Error codes in Gluster

Versions

v0.1 - 24th Jan, 2020.

Contributors

Amar Tumballi amar@kadalu.io @amarts Xavi Hernandez jahernan@redhat.com @xhernandez

Special thanks

Jeff Darcy jeff@pl.atyp.us - @jdarcy

Reference

https://github.com/gluster/glusterfs/issues/280

Introduction

The above github issue talks about the need for error-codes in glusterfs, and even goes to the details of how we can achieve it. This document is an attempt to consolidate all those points and come at something meaningful before we implement it for real.

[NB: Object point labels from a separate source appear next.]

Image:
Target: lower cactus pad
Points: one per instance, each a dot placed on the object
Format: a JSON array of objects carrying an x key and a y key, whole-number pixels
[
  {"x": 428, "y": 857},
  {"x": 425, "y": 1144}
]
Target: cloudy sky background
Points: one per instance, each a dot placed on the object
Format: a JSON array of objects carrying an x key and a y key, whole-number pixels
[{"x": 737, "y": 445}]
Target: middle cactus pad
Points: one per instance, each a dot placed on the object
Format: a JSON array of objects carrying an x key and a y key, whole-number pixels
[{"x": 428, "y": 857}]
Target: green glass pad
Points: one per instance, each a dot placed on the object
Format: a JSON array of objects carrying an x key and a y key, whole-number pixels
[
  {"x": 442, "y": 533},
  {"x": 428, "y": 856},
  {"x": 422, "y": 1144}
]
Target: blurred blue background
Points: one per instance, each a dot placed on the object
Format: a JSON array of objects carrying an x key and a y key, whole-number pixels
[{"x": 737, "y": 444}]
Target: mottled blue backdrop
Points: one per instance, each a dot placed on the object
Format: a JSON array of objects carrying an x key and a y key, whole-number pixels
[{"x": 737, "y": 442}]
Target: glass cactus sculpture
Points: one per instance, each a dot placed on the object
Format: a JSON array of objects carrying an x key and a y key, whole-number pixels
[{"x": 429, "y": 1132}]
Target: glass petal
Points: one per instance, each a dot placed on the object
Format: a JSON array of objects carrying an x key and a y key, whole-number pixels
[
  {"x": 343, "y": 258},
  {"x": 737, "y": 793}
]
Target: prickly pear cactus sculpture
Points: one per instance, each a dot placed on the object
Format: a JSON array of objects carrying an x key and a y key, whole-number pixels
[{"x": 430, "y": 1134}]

The need for this is very simple, and critical too. At any point of execution, if there is a failure, we should be having exact reason for failure, instead of making guesses. This also allows us to reduce the logs, and debugging effort in case of problems. If a product is easy to debug, then it means, it is easy to maintain, and improve.

Challenges

  • The first and foremost problem is, the amount of changes we need to do to complete the effort.
  • Changes shouldn’t be very disruptive, and should be easier to review.
  • This should be done without disturbing the current code flow, so we can break it into multiple smaller patches, without breaking regression.
  • Need contribution across codebase, so more of collaborated activity.

Points from github issue

  • We only have 32 bits to use, so breaking it into multiple groups of fewer bits would be useful.
  • Originator ID (to identify which xlator) caused the issue is very helpful.
  • The errorcodes should be negative to indicate error, so, 0 can be reserved for success, and +ve is for other overloaded success values.
  • Instead of static id, good to get originator-id (or xlator id) in run time.

Proposed solution

  • Use return value to indicate error code, let errno continue to exist till we make complete changes.
    • This is easier to make change in codebase, as (ret < 0) is considered failure already.
    • This doesn’t impact the checks we have to compare errno and then decide what to do. Keeping it the same would make regressions run smoothly and also would help in quicker reviews.
  • Reserve 8k worth (13bits) of error-codes per translator.
    • Allows 17 more bits for originator-id and other things.
  • Provide a thread local pointer in gf_strerror(), so one can use it similar to strerror(). Also provide an alternative to return filled pointer like uuid_utoa_r().
    • The thread local pointer would be used in most places where it is just used in logging.
    • The alternative method would be used if one needs to store the pointer, or use it more than one time.
  • Make sure to check the complete execution path to treat negative value as error, not just -1.
    • This should be done more carefully.
  • Let each translator have their static ID through enum.
    • In the initial version it wouldn’t be runtime, and not per instance of xlator.

Future improvements

Design a way to get details of translators running on server-side, and their run-time-id, during client-handshake. That way, we can pin-point the issue to a particular instance of translator in future, instead of the static id. This will be useful for translators designed and written outside of glusterfs too.